Sunishth Chawla: At the same time, like, with, like, you can do such great things with AI, there's such great things that can happen from it. But at the same time, you have to be you have to be kind of wary of it. Same way I can. I can be buddy with you after 3 or 4 years of getting to know you, but like, there's always going to be something in someone's head that's going to be like, oh, you know, this person is trying to get something out of you. That's why they have you on a podcast or some random shit. Like, I personally don't think that way, but like how we, you know, how we related AI to like a real person, getting to know them and stuff. That's the way it's going to be. It's going to be like getting to know a friend until all of a sudden they start selling your information and like the shit that you say, hey, I, you old people, hey, I what should I do about this, this and this that's happening on my body. And all of a sudden you go to your doctor and they're like, oh, so like, we found out that you have this, this and this going on to your body. How do you find that out? I had no clue that.

Dylan Ogline: I was on an Indian accent right there.

Sunishth Chawla: No, it's an old person accent. Oh, okay. It sounded like you. So this is how things can get, like. Just like, all of a sudden, they just. They leak information gets old. Information gets this, like, here and there. What are you going to do now? AI is a very crazy thing because you don't know who's controlling it. You don't know where it's getting information from. Like you said.

Dylan Ogline: It's the deep state.

Sunishth Chawla: The deep state?

Dylan Ogline: Yeah.

Sunishth Chawla: With that note.

Dylan Ogline: To wrap this up, man, I think.

Sunishth Chawla: That's about it.

Dylan Ogline: That was a good episode.

Sunishth Chawla: I do have an idea for next episode that I'm going to leave it out on here. You know, the show Hot Ones?

Dylan Ogline: No, no, I mean, I do, but, dude, come on. No, I'm saying.

Sunishth Chawla: Like, something like that. Not just chicken wings sitting here, but, like, I think we should do like Carlos.

Dylan Ogline: We love food in the studio.

Sunishth Chawla: So I'm saying this. Fuck the political stuff. Fuck all. Like I should just have.

Dylan Ogline: Like, Dylan and Wings. We're getting.

Sunishth Chawla: Personal.

Dylan Ogline: Dylan and wings.

Sunishth Chawla: Dylan and wings. So it's going to be me and you. We're going to grab. We could grab different types of water. Which one's the spiciest? I don't fucking know. Like the random food? Random something. And this is how we're going to do it is we're just going to get personal. What? Not super personal to the point where the world's going to know about every little movement but get to know more a little bit more about you, a little bit more about me.

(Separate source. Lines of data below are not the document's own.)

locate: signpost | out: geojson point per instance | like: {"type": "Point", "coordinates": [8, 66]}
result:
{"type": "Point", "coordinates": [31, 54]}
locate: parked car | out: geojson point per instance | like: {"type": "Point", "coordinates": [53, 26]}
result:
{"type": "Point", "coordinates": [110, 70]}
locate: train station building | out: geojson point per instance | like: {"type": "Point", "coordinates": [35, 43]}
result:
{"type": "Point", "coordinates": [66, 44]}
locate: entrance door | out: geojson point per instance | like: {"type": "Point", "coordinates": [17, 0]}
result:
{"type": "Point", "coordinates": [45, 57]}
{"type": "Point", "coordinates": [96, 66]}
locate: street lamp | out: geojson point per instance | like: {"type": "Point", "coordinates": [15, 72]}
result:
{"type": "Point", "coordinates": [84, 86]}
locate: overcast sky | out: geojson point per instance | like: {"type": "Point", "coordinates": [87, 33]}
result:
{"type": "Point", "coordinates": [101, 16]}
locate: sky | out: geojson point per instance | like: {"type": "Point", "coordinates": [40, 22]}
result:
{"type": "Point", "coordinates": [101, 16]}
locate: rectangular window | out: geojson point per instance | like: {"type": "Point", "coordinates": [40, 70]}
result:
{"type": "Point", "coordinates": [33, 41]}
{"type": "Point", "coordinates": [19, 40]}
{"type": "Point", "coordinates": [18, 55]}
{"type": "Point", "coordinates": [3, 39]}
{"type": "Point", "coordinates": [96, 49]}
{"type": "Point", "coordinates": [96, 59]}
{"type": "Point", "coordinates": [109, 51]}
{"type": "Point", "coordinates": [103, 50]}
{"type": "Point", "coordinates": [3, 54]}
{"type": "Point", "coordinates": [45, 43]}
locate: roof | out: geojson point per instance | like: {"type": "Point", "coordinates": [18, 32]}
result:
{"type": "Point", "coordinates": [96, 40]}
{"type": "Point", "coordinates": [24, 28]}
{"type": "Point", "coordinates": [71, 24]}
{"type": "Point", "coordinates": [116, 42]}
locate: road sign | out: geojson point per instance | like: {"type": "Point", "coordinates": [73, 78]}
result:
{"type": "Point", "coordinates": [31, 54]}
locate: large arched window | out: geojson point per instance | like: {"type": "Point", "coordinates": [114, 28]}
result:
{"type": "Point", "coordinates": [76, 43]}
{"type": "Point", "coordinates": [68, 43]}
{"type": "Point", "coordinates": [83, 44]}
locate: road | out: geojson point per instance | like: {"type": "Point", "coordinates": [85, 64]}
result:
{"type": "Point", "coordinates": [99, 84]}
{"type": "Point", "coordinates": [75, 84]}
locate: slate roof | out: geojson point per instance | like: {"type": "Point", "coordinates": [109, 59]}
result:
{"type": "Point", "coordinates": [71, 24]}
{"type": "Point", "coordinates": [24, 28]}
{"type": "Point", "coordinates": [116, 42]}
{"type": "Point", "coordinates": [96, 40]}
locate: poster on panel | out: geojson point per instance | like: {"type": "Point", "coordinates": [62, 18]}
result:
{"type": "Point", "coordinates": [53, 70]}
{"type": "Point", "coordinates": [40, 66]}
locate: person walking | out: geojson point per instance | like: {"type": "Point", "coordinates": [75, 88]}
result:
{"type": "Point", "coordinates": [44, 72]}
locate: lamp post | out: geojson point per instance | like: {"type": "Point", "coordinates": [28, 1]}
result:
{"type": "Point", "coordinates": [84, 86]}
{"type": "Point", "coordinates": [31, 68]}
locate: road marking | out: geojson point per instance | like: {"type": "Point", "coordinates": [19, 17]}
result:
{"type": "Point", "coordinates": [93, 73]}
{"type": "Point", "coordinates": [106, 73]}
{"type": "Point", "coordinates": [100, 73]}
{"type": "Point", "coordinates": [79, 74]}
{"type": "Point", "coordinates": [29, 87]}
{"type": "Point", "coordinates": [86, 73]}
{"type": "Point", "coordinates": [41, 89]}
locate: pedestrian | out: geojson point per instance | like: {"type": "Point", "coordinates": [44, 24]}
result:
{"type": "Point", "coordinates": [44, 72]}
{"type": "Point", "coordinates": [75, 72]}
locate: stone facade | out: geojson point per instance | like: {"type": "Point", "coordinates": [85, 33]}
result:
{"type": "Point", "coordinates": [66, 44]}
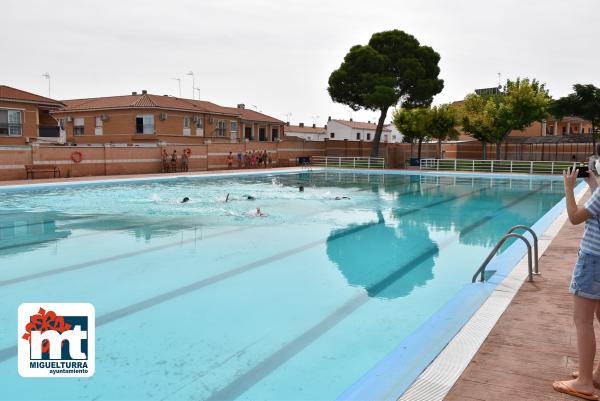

Dylan Ogline: While we're eating really hot wings.

Sunishth Chawla: Wow.

Dylan Ogline: Because that's some niche down content.

Sunishth Chawla: The more alcohol you drink, the more you expose.

Dylan Ogline: We should start drinking during these.

Sunishth Chawla: My parents don't know. My mom doesn't know I drink.

Dylan Ogline: She's going to know now. No she's not.

Sunishth Chawla: Who said I drink? What's what is what is beer? Beer is bad for you. It is very bad, man. So on that note, thank you guys so much for watching. Cheers, man. Cheers to this good episode. Stay hydrated. Yep. I literally drank that as if I was drinking like a shot. I went like this, and we cheers.